Lindsay Anderson Discussion
"I believe every few years I can make a film that changes the world. And if it doesn't, well, it isn't my fault." — Lindsay Anderson
Lindsay Anderson died a decade ago next week, so the festival's doing a ten-year celebration which I'm largely missing (only so much you can do &c.). Time constraints resulted in a forced early departure even from this, but I caught almost all of it. A panel of five friends and co-workers, including Graham Crowden, told affectionate anecdotes and tried to build a coherent picture of the man (with help from more friends and co-workers in the audience) and a couple of shorts were shown. Made me want to see more of his work.
Dead Man's Shoes
(Shane Meadows / UK / 2004 / 86 min)
"Fourth feature from one of Britain's best-loved filmmakers; a gritty tale of gangland retribution." — EIFF
Two brothers return to their childhood stomping grounds to exact revenge for some slowly revealed past wrong. Very good, very well acted and pretty violent. Not gonna go into details though. Good sense of place (Peak District) too, and the soundtrack was very good, including tracks by Papa M (or a perfect soundalike: I recognised tone/voice/sound, not the song) and Bonnie 'Prince' Billy — the director, in Q&A, said that the connection with Warp Records (this is a Warp Film) hugely eased the task of getting music rights.
Chain
(Jem Cohen / USA & Germany / 2004 / 99 min)
"Anti-globalisation film poem, produced by members of Fugazi. From the co-director of Benjamin Smoke." — EIFF
Well of course I'm biased on this subject, but it is extremely good — a fantastically compelling meditation on globalisation, in the form of a (fake) documentary on the lives of two women, one scavenging in and around a mall, the other a Japanese woman trying to do her employer's will (when she can discern it) living out of hotels in the U.S.A. while seeking partners for a business proposal.

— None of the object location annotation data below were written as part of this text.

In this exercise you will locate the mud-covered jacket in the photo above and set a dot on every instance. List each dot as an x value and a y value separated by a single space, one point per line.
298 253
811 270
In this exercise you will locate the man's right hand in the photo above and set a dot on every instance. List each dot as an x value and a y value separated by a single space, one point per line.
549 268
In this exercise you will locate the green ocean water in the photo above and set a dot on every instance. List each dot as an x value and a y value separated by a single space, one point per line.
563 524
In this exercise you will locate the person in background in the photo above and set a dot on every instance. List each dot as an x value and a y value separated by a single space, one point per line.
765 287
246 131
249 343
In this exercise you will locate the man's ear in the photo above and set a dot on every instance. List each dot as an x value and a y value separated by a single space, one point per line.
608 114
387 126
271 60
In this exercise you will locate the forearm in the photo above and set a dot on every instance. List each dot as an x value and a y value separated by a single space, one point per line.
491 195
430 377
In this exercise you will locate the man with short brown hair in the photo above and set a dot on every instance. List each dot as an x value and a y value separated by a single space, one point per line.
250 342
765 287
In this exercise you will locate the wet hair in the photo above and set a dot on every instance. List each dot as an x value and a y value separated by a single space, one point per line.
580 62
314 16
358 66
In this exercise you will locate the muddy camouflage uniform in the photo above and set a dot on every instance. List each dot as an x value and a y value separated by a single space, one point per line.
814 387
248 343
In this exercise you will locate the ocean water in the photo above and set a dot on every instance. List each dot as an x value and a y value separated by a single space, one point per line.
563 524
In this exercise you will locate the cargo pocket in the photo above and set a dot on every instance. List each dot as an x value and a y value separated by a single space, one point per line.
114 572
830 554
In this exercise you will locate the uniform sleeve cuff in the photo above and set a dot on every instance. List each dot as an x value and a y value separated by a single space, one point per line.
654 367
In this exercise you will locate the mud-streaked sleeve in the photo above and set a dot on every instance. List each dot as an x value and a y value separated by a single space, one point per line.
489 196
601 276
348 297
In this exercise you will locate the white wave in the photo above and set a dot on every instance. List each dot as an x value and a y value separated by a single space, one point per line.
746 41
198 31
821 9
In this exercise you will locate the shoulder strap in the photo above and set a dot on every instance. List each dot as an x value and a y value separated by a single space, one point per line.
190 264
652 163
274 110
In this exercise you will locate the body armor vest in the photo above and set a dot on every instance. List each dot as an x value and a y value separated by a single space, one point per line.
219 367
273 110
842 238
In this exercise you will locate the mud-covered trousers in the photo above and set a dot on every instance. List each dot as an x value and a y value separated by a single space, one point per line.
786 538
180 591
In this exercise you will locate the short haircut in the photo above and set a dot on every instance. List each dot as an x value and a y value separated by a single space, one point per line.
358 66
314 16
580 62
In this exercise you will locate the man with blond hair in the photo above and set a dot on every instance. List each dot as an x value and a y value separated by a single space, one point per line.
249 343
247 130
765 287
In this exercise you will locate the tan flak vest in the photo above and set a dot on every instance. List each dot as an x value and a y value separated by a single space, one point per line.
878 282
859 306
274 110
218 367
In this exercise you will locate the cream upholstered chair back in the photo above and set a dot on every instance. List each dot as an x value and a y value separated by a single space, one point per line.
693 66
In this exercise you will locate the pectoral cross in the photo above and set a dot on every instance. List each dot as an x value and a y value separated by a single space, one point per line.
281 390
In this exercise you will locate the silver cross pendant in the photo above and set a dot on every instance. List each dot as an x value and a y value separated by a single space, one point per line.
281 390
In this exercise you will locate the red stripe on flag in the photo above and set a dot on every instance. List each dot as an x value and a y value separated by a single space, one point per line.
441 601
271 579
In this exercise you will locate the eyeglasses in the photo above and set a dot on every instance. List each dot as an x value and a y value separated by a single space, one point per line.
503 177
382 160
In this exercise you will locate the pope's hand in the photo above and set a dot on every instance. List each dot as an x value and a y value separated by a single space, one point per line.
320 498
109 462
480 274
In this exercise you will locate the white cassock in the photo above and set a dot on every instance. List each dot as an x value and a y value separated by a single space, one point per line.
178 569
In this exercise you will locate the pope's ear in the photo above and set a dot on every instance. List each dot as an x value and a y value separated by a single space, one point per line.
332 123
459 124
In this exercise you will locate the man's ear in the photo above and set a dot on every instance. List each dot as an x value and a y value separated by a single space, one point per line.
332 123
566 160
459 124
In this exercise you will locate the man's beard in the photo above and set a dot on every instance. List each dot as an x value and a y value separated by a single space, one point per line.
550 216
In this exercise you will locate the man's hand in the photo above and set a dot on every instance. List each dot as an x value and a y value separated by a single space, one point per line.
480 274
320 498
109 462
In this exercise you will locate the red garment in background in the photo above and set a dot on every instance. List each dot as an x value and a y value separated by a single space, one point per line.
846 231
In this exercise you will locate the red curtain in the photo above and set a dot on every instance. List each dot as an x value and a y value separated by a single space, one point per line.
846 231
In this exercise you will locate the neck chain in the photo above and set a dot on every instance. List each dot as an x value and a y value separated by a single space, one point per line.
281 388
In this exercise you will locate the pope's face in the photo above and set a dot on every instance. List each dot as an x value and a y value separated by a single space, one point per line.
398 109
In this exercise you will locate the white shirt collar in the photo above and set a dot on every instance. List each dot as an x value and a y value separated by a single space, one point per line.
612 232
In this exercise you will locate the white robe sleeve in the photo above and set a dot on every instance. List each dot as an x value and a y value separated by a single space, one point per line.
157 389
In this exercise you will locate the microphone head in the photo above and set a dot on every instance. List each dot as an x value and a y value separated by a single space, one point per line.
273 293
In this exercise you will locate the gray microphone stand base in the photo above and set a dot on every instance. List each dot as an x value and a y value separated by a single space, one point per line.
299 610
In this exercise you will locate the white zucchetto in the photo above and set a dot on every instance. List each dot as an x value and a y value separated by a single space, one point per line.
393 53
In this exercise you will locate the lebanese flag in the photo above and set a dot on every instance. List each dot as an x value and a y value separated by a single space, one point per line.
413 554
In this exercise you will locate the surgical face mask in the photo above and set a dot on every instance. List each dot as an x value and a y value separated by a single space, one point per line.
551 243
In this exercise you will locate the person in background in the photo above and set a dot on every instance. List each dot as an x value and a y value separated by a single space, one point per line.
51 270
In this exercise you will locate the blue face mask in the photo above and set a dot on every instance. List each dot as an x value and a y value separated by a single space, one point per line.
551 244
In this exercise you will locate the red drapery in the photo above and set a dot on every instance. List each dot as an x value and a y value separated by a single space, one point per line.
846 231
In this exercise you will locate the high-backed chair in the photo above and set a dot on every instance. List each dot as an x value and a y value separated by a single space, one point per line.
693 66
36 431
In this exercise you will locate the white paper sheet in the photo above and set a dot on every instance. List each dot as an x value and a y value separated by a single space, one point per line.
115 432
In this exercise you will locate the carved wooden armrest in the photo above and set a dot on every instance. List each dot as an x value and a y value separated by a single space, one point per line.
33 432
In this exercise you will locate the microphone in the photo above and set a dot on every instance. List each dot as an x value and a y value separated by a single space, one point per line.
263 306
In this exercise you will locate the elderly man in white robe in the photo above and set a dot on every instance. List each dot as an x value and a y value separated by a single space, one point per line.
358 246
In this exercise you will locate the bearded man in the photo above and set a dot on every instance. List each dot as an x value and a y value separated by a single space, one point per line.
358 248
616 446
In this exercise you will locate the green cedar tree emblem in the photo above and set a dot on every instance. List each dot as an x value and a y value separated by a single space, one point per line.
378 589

I'm a bit uneasy with the idea of using fake documentaries to make serious points — treacherous ground &c. — but think Cohen has pretty much succeeded here (although at fractionally excessive length — this is the film two of my near neighbours lost consciousness in, but to be fair I do think that their fatigue was rooted in other things). The stories feel very true — indeed for most of the film I was debating whether this was a documentary or not (portions of it do come from the actor's own lives). The corporate culture stuff was frequently scary too. Still, feeling true isn't the same as being true. Difficult one. Opening titles are accompanied by not-so-well-known-for-their-crass-commercialism GYBE, which is something of an achievement…
Overnight
(Mark Brian Smith, Tony Montana / USA / 2004 / 81 min)
"Rags-to-rags tale of a young filmmaker blowing his big break; a study of hubris that has to be seen to be believed." — EIFF
Documentary about first-time director and famous wannabe Troy Duffy making his self-penned The Boondock Saints (read the wildly inconsistent reviews and wonder) and the first album by "his" band, The Brood. Hubris isn't a strong enough word. The man believes he is The Christ reborn and refuses to acknowledge anybody's contribution to his meteoric rise, with the gratifying result that he has a meteoric fall too. The documentary is unfortunately not terribly coherent, and I found Duffy so unpleasant that it was often not a pleasure to watch. Preferred Comedian for its portrayal of a total prick destroying his future through arrogance while also giving us Jerry Seinfeld's much more positive story as a counter to that.